I’ve been playing about with paperclay again and am astonished all over again at just how you can mistreat it and still get away with it. Last weekend I went from paperclay slurry to a fired sheet of ceramic in under 8 hours – something impossible with any other clay.
In today’s experiment I took a sheet of paperclay which had previously been biscuit fired at about 1080c. It’s extremely thin and I put it on a double layer of aluminium foil, big enough to wrap round it twice. I placed a piece of banana skin, some dried leaves from the garden, and a little dried spruce on the surface. Then I wrapped some sea salt in a piece of kitchen roll, soaked it in tomato plant food (for the traces of copper, iron and zinc), wrapped the whole lot in foil and put it in the wood burning stove for 30 minutes.
The foil started to disintegrate so I must have had a temp of about 560c.
This was enough to produce a reduction atmosphere and I got striations of grey and black.
OK but not very interesting.
Take 2: More tomato food, a couple of feathers and a bit of the spruce which had blackened but not burned away completely.

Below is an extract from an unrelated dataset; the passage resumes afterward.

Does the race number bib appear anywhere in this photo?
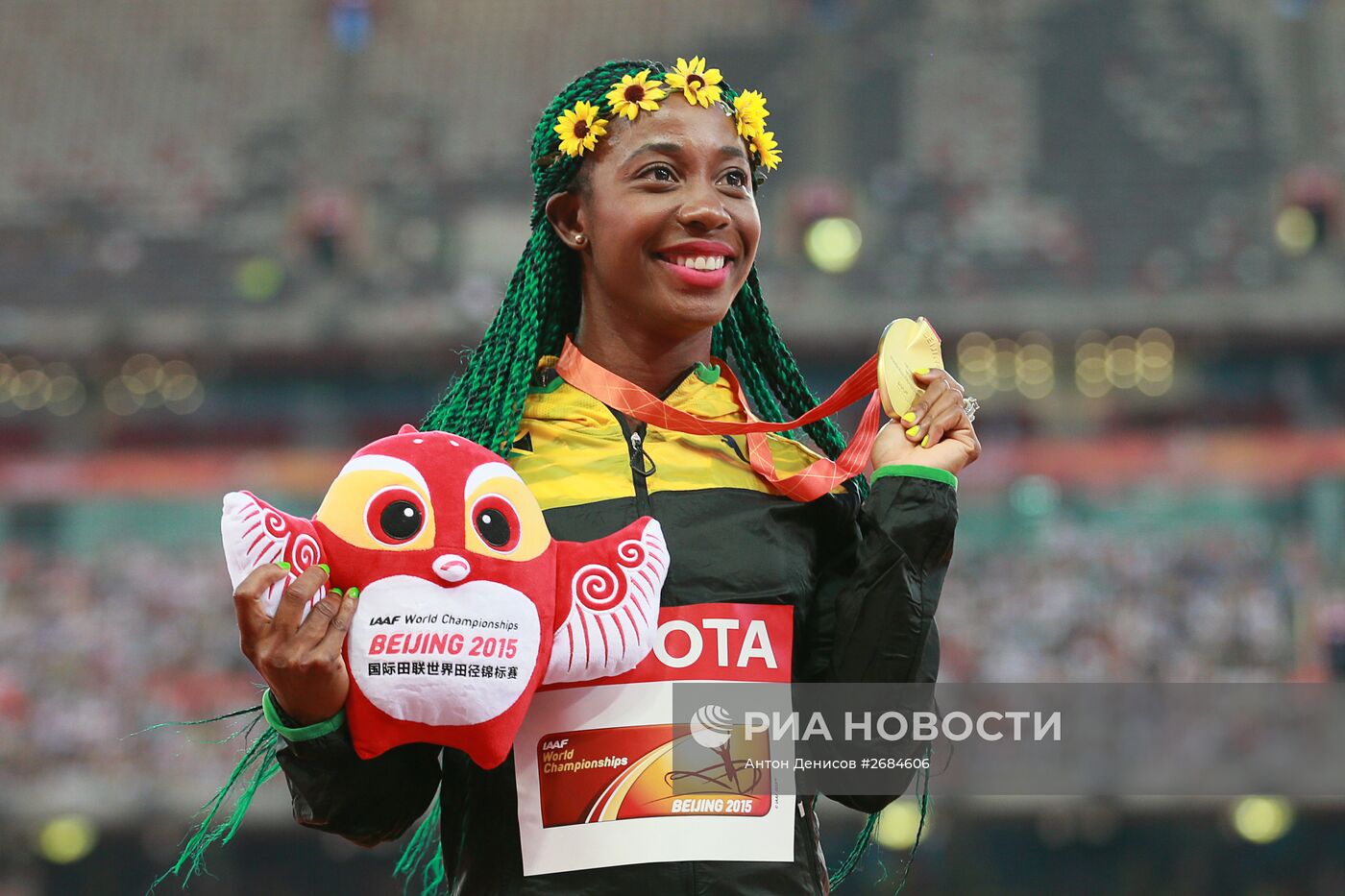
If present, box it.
[514,603,795,875]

Wrapped in foil again, and back into the stove for a further 20 minutes.
This time the result was better, but the feathers disappeared without trace.
It’s certainly a surface worth experimenting with and the next step will be see if egg tempera will hold on the surface and again I’ll use gilding with pure gold leaf as I did in previous experiments with paperclay fired from scratch in the wood burner without previous bisque firing in a conventional kiln.
Clockwise from bottom left: A chunk of paperclay fired without reduction, a chunk with reduction, pendants for ear rings with pure gold leaf, brooches with pure gold leaf from the same reduction firing.